Tuesday, October 7, 2014

Goodbye, Home

After bidding goodbye to K&J at the totally reasonable hour of 6:30 a.m. Monday (I mean, honestly, probably the only good thing about being unemployed is being able to sleep in--something I really don't think anyone can appreciate until after you've gotten up at 4:30 a.m. every weekday for months for a 90-minute commute each way, and especially during one of the worst New York winters on record), I packed up (and forgot a pair of pajama pants) and got on the road. But first, a pit stop--at the old alma mater.


Bryn Mawr was my home for four beautiful years, and has never left my heart. I went around the campus, cataloguing the things that have changed (my old dorm has been gutted and renovated; there are hammocks outside the library) and the things that have stayed the same (my mail box still has the same stickers I put on it 13 years ago! Result!) Most of my coworkers from Canaday Library were sick and not in the office, but one, Beth, was around and generously offered to take me to lunch. 

With a few hours to spare, I went around campus. I entered Thomas Great Hall and left offerings to Athena to hope and pray for a job. I went to the cloisters and dipped my toes in the fountain--somehow ever since then I've felt a cold coming on. I went to the bookstore and tried to buy stuff, but of course my inherent insolvency got in the way of that plan in a hurry. 

Mostly, though, I tried to take pictures of memories. It's a bit of an impossible task, since everyone I knew who went there and even most of the people I knew who taught there have moved on now.
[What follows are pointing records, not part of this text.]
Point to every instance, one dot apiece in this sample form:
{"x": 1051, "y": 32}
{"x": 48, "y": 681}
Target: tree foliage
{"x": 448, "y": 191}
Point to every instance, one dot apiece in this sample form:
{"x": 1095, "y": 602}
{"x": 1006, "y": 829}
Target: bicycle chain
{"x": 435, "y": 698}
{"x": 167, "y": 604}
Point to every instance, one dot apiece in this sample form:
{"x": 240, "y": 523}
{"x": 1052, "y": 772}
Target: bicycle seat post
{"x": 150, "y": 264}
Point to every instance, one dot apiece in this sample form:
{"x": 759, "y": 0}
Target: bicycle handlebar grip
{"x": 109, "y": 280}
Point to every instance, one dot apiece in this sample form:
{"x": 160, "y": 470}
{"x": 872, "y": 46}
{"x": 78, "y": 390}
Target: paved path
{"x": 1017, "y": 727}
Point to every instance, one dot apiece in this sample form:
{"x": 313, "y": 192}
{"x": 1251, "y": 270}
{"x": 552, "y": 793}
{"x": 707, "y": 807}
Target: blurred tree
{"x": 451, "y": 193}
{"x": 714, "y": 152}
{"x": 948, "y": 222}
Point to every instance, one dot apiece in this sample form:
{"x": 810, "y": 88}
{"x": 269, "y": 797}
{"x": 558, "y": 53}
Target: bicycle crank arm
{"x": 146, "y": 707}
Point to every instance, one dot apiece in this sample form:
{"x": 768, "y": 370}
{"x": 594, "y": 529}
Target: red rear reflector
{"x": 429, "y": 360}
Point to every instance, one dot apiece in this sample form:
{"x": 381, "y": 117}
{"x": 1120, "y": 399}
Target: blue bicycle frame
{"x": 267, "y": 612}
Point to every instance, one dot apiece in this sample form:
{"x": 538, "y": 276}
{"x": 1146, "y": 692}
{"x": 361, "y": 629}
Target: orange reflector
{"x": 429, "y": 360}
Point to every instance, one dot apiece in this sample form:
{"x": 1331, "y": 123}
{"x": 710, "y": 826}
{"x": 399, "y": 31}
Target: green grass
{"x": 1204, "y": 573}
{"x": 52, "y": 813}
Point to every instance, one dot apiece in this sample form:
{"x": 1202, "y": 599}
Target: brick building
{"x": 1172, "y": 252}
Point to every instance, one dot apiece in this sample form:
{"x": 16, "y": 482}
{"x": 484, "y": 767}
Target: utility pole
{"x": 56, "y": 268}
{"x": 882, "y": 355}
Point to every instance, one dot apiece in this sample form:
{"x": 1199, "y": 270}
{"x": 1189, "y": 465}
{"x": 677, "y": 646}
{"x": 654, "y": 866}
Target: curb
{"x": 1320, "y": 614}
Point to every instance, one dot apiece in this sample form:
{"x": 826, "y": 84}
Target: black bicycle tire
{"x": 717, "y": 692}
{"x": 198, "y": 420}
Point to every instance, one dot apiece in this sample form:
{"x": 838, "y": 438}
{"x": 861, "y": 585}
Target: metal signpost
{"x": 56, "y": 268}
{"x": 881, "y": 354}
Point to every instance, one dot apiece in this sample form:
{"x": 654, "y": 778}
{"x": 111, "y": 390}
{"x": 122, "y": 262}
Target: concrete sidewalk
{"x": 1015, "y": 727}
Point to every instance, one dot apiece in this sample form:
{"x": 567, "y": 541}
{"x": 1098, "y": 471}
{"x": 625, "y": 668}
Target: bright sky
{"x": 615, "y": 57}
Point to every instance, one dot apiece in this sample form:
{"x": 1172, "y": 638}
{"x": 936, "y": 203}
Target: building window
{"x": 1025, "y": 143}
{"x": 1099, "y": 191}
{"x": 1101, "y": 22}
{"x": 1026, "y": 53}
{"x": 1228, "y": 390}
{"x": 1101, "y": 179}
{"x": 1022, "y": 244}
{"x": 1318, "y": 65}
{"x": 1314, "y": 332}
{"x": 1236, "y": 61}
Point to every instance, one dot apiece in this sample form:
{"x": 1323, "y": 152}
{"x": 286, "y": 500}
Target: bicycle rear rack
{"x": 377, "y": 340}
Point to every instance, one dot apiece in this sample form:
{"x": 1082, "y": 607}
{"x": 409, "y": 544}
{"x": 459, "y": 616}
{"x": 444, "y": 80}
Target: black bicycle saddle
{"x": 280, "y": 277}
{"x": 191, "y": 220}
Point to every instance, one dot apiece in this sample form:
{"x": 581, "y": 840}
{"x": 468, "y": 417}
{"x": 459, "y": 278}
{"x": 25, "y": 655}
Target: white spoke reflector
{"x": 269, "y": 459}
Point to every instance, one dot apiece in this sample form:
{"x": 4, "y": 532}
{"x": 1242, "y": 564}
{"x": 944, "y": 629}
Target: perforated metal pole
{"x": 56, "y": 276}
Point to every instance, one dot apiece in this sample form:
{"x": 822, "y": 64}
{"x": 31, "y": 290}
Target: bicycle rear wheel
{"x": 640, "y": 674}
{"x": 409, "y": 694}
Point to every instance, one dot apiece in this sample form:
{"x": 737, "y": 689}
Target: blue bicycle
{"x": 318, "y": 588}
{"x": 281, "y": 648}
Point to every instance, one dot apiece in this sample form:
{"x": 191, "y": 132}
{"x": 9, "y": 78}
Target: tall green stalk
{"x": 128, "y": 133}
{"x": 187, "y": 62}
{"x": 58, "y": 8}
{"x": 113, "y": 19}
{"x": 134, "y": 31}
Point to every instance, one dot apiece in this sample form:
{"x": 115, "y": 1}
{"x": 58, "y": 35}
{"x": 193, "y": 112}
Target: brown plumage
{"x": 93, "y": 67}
But I snapped photos of the leaves changing color in front of Taylor Hall, of the light shining through Pembroke Arch and through the glass windows at Carpenter Library. I took photos of how Senior Row looks just from the pathway on Merion Green, and then, a few feet away, how the Campus Center and Radnor look from the far edge of the green. 

It's a good thing I had to drive to meet up with Leila in Maryland, because otherwise I don't think I could have kept all the tears at bay.